The spending wrought by the 2nd World War in no way saved the economy. Instead, it should be noted that the Laffer Curve is a dynamic one. With the U.S. at war, the willingness of Americans to work and produce rose. In short, the high tax rates imposed during the Hoover and Roosevelt years were no longer a work disincentive given a generalized desire among Americans to provide the federal government with revenues to fight the war. As always, economic growth is a function of productive work effort, and the war years drove Americans to work much harder irrespective of the tax rate.
Returning to the present, markets continue to price in the certain unfortunate results of Paulson’s disastrous TARP plan, and worse, they’re forced to account for more of the same from a president-elect who promised change. Far from change, the Obama economic plan so far seems to insure that we’ll get more of the same economy-enervating policies that historians will surely point to when they describe why a small market correction turned into a rout.
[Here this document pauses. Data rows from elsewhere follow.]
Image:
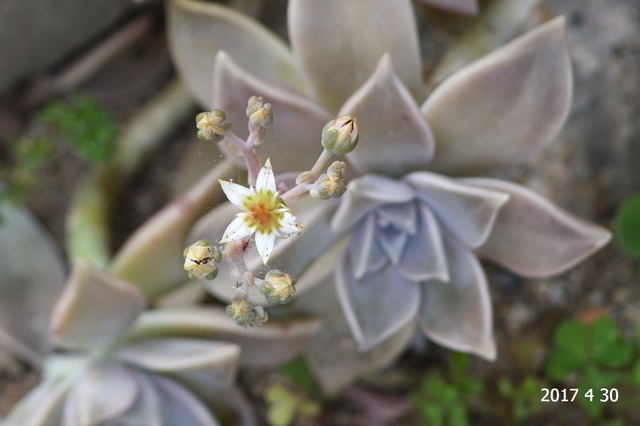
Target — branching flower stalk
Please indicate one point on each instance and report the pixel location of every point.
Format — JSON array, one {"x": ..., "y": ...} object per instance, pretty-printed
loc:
[{"x": 265, "y": 214}]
So with the markets clamoring for reassurance, it’s essential that Obama talk about the economy, and in doing so cheer his base of support without offending investors. Some would say that’s an oxymoronic task, but it’s really not.
About the dollar, he should promise a reversal of the weak-dollar policies of the Bush administration that eviscerated the paychecks of the average American, all the while setting the stage for the mal-investment in property that drove capital away from the wage economy. The dollar’s health and stability is arguably the greatest driver of presidential success, so Obama must not wait to clarify his desire for change in this area.
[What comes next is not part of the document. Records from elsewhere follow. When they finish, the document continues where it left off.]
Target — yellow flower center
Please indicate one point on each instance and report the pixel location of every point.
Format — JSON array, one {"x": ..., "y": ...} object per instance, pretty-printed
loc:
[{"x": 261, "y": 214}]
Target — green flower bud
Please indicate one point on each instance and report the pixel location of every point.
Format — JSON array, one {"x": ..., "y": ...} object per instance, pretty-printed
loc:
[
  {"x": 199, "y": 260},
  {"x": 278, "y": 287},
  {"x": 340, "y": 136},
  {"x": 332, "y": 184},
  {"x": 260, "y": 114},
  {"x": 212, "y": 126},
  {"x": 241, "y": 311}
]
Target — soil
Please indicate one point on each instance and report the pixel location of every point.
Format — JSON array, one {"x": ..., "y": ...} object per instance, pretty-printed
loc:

When it comes to trade, Obama must make clear that tariffs hurt the poorest among us the most for making life’s essentials more expensive. Owing to a desire on his part to increase the real value of the average paycheck, Obama should make clear that he will not tax the free exchange of goods that regularly enhances the lifestyles of poor and rich alike.
About regulation, Obama should note that it’s always the regulated companies that fail such that taxpayers are left to clean up the mess. Rather than allowing big corporations to hide behind regulations, he should make plain that in the future big firms will have to fend for themselves; their failure their own.
As for taxes, some of Obama’s most energetic support comes from young adults who’ve recently entered the work force. With their future in mind, Obama should take tax increases off the table given his desire not to penalize the future success of a significant portion of his base.
If Obama clarifies his stances with growth policies wrapped in populist rhetoric, markets and the economy will rally. And while spending on government programs is surely a tax too, it’s safe to say a growing economy will make some of the more offensive social-welfare legislation that he seeks to pass less of an issue.
So with stock markets uncertain since November 5th, it’s necessary for Obama to talk more in order to remove some of the fear and uncertainty in the markets about what his policies might look like. Lacking clarity, investors can only guess about what’s ahead based on Obama’s decidedly anti-business rhetoric used during the campaign. Whatever direction he takes, it should be clear that today’s stock market is the Obama stock market, so it’s up to him to decide its basic direction.